Carcereiro: tu tem 10 minutos pra arrumar tuas coisas. Tu tá saindo agora. Anda logo, garota, antes que o juiz mude de ideia e resolva te deixar aqui dentro mais um tempinho pra tu pensar na vida.
Eu corri e comecei a ajeitar as minhas coisas sorrindo. Eu não acreditava. As meninas começaram a sorrir também e a me abraçar. Todo mundo aqui fica feliz quando alguém vai sair, até porque a maioria é abandonada aqui dentro pelos companheiros.
Corri pro banheiro, tomei um banho rápido, lavei meu cabelo, coloquei a única roupa que eu tinha, uma calça jeans e uma blusa branca. Peguei todas as fotos do meu filho e coloquei dentro da sacola. Não peguei celular, não peguei roupa, não peguei mais nada. Elas vão precisar mais do que eu, até porque a minha liberdade cantou, mas elas vão continuar aqui.
Vim pro lado de fora da grade e fiquei esperando abrirem. Depois de alguns minutos, escutei o barulho das grades destrancando, e logo o portão abriu também. Eu finalmente vi a rua.
Confesso que meu estômago embrulhou. Senti uma vontade louca de chorar, mas o que eu queria mesmo era sair correndo. As lágrimas começaram a cair. Atravessei o último portão e, de longe, vi um carro parado. Quando eu me aproximei, eu vi a Patrícia. Ela veio correndo na minha direção e eu corri na direção dela pra abraçar também.
Alexandra: como?
Patrícia: o advogado ligou pro Panda e falou que o juiz estava aceitando R$ 100.000 pra poder te liberar. Eu fiz ele pagar.

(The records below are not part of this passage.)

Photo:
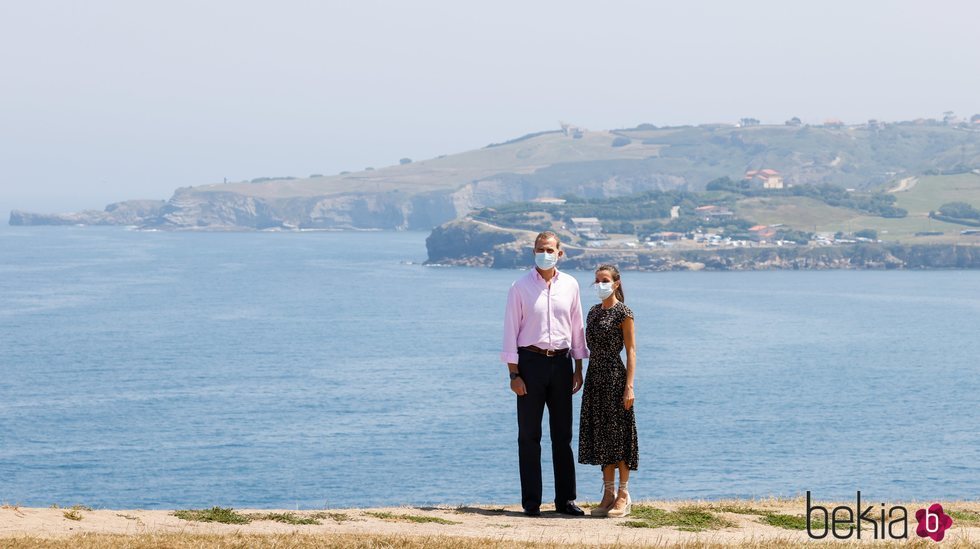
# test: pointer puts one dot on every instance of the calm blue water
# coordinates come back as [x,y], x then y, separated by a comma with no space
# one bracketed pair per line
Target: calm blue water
[161,370]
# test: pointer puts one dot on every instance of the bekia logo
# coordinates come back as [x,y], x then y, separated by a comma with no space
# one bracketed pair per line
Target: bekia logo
[933,522]
[844,522]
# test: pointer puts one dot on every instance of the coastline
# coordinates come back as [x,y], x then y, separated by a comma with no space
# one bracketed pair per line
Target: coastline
[767,522]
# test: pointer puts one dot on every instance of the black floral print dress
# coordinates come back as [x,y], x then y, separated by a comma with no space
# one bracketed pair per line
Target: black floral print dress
[607,431]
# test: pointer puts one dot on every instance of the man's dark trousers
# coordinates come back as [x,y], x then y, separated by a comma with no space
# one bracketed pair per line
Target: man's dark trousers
[548,381]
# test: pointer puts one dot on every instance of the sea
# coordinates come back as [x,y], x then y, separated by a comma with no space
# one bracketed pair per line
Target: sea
[310,370]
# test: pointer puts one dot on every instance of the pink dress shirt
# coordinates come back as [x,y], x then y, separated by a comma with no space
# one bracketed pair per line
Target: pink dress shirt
[548,318]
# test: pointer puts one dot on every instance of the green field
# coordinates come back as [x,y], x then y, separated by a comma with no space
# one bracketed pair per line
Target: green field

Alexandra: obrigada, dona Patrícia. Muito obrigada mesmo.
Patrícia: não precisa me agradecer. É o mínimo que ele pode fazer depois de todo esse tempo. Vamos pra casa.
Alexandra: nem sei se eu tenho mais uma casa.
Patrícia: é claro que tem. E mesmo se não tiver, você pode ficar na minha por enquanto. Agora você tá livre, pode recomeçar do zero e pode recuperar seu filho.
Eu abracei ela mais uma vez, deixando as lágrimas caírem, e entrei no carro. Quanto mais perto da favela a gente ia chegando, mais eu tremia. Quando finalmente chegamos, meu corpo ficou todo arrepiado. Eu pensei que seria barrada, mas não fui. Chegamos na casa dela e ela tinha comprado algumas roupas pra mim. Tomei outro banho porque eu queria deixar o cheiro daquela cela pra trás.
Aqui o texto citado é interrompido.